L’obiettivo di un eccelso giocatore di scacchi, la sua idea di trasformazione del mondo, il destino personale e della partita – ogni volta giocata come se fosse l’ultima – sarà chiarito solamente quando si profilerà alla luce: quando “le mosse di prima” saranno finalmente comprensibili innanzi alla “visione del dopo”. Quando apparirà l’esito (“reale”) di tanta sofisticata congettura. Lo scacco matto – scopriremo – era già nelle cose, anche se non ce n’eravamo accorti.

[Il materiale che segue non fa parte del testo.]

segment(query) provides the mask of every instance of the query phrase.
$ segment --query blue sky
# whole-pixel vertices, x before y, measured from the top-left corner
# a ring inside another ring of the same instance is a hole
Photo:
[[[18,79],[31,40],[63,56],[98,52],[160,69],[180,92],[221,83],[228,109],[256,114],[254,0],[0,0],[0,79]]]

Qual è l’obiettivo di Matteo Renzi? Perché ha abbandonato governo e maggioranza? Quale esito (“reale”) credeva, tra i vari, che avrebbe avuto la sua mossa?
Da Renzi, prima dello strappo, rilievi – condivisibili – sul Recovery Fund, appelli a proposito del Mes e del Copasir, legittime osservazioni sui troppi Dpcm di Conte. Temi caldi, roventi, infine esplosivi che hanno preparato il terreno alla crisi a orologeria, già pianificata. Da tempo, è la sensazione. Fin dall’inizio, è il sospetto. Fin dal mojito di Salvini, un treno improvviso e imperdibile.
Quale, allora, l’obiettivo di Renzi? Essere indispensabili per reggere il governo, ma caso per caso, lasciandosi le mani libere, la voce libera per riguadagnar consensi (Italia Viva, a tutt’oggi, non arriva al 3%): ogni tanto un sì quando servirà alla sopravvivenza dell’esecutivo, che pure dovrà progressivamente essere indebolito (a cominciare dal premier, soprattutto lui bisognerà scolorire); ogni tanto una sassata quando servirà a prender le distanze da scelte impopolari che dovranno restare “a carico” di Pd e Cinquestelle. Governo appeso a un filo al Senato e quindi ostaggio dei voti di Iv. In un rapporto “funzionale” vittima-aguzzino...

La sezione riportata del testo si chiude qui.